Earlier this year I wrote up this tattoo in three posts about Solve et Coagula (here, here, and here). These posts argue that Rowling’s choice to inscribe this alchemical motto on her writing wrist, in her own handwriting, shows how she links the idea of ‘Solve et Coagula’ with her own creativity. I was delighted, therefore, that she provided some further evidence of this idea today. Firstly, in the revelation that this tattoo was not a spur of the moment decision, nor the immediate result of research for Troubled Blood, but rather something she has ‘always wanted.’ Secondly in her statement that ‘it’s really a link between my first and thirteenth books.’ I love this loop – partly because it is a link between a Strike and a Harry Potter book, and partly for her sense of a circle in her writing that centres on alchemy.

It is noticeable that she calls Troubled Blood her thirteenth book. She used the same numbering when she spoke as a launch event for The Ickabog on 10th Nov (hat tip to The Rowling Library for putting this on youtube!) of that as her ‘fourteenth book’. It is clear, therefore, she uses ‘book’ in her own mind to mean ‘novel.’ Her fourteen books by this reckoning are the seven Harry Potter and five Strike novels, The Casual Vacancy and The Ickabog. In her own mind she is not including her three smaller Harry Potter spin-off works (Quidditch Through the Ages, Fantastic Beasts and Where to Find Them and The Tales of Beedle the Bard) nor her two Fantastic Beast screenplays, nor the book-version of her speech (Very Good Lives) nor the co-authored script Cursed Child. One of the things that this means is that she thinks of Troubled Blood as her thirteenth book – which makes it a fitting choice for her most occult work.

In terms of the ‘personal associations’ Rowling mentions for ‘Solve et Coagula’ Norton, politely, does not delve. But it has an interesting link with what Rowling has said about suffering and healing in her own life and in the lives of her current heroes, Strike and Robin:

My honest answer is I think they’re both quite damaged people. Robin’s damage is very obvious. It’s been explicit since I think the third book. She’s been through something very traumatic. His trauma is also very obvious – he’s lost a leg – but he’s damaged emotionally, and you see in this book what his childhood was. It was a very odd and disrupted one. So my feeling is that they need to do a degree of healing before they – or he – is able to have a relationship of the kind I know a lot of readers would like them to have. [from the Billingham-Galbraith interview transcript and commentary at HogwartsProfessor]

Rowling is interested in ‘Solve et Coagula’ in personal terms, as well creative ones, and John has made a brilliant link between this alchemical idea and Strike’s life, and the healing that he undergoes in Troubled Blood.
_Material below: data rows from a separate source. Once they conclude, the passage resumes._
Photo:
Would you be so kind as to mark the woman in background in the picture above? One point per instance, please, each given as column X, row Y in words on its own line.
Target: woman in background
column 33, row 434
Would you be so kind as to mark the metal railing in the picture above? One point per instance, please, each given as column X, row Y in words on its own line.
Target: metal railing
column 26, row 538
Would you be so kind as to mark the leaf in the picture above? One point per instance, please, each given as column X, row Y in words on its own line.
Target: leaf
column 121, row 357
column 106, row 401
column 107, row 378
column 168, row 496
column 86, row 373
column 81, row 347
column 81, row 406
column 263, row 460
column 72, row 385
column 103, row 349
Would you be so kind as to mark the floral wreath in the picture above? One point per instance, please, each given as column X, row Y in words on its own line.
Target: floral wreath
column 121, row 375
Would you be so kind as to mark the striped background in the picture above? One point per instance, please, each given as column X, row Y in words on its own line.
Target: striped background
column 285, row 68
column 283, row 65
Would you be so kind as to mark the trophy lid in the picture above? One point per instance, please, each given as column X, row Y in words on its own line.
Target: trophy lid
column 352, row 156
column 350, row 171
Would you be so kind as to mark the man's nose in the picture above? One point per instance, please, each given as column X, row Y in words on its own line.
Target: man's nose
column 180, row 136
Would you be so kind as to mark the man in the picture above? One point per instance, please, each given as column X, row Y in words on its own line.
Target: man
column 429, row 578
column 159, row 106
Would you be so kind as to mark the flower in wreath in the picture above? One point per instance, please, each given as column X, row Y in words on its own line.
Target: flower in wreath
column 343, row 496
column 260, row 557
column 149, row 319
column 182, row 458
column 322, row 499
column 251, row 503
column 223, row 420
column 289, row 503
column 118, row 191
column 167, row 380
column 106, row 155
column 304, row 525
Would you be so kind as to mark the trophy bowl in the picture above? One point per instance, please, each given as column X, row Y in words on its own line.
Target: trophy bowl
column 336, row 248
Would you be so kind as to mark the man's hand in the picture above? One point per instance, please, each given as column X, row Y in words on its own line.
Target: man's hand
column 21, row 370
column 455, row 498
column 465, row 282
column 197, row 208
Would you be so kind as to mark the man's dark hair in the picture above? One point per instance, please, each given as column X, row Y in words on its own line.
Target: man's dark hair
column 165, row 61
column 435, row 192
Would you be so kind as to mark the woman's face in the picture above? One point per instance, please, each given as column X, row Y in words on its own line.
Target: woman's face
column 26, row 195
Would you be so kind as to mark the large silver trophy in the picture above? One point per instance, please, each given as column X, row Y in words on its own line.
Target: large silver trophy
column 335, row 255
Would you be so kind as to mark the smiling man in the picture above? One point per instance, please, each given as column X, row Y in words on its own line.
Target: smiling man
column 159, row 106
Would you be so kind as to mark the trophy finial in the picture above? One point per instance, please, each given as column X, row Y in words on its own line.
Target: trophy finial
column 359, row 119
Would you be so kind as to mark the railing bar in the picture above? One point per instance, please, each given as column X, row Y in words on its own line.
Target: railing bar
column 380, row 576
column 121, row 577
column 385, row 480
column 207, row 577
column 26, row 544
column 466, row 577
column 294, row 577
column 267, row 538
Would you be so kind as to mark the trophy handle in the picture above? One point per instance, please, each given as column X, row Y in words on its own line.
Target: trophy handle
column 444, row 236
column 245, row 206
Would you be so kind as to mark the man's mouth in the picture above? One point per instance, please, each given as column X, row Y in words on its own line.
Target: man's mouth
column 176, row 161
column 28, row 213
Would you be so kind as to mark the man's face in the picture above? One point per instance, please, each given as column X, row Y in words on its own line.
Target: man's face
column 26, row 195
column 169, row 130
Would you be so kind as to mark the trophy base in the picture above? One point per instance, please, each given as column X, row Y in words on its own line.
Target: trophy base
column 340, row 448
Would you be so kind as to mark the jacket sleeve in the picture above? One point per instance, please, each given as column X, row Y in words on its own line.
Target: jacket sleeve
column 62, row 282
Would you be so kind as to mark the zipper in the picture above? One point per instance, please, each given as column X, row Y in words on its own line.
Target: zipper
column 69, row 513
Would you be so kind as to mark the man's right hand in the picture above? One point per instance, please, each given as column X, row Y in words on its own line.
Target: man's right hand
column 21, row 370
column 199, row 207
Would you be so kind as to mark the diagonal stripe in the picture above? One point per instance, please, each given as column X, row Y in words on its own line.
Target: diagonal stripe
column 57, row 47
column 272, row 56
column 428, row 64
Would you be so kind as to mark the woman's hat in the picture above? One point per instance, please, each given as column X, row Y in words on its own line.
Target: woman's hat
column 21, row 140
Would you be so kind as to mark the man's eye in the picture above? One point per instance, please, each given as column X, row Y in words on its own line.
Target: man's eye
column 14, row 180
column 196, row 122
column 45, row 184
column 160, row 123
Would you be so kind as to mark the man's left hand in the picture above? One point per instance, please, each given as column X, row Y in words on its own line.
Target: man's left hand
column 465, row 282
‘Solve et Coagula’ appears for the first time in Rowling’s writing on one of the occult pages of Bill Talbot’s ‘True Book’ on which he has written ‘Solve et Coagula No resolution without BREAKING DOWN’ (Troubled Blood, 537). As with the alchemical original of the Snitch (which John mentions here and I wrote about here) the appearance of ‘Solve et Coagula’ in Troubled Blood is a nod to the alchemical context in which Rowling has always written [Listen to the Reading, Writing, Rowling’ podcast on Alchemical Weddings for a review of that]. I think that Rowling’s choice to make her alchemical interests explicit – in her tattoo, on Pottermore, in Troubled Blood and in this interview – is a sign of the way in which she wishes her readers to notice the alchemical grounding of her creativity.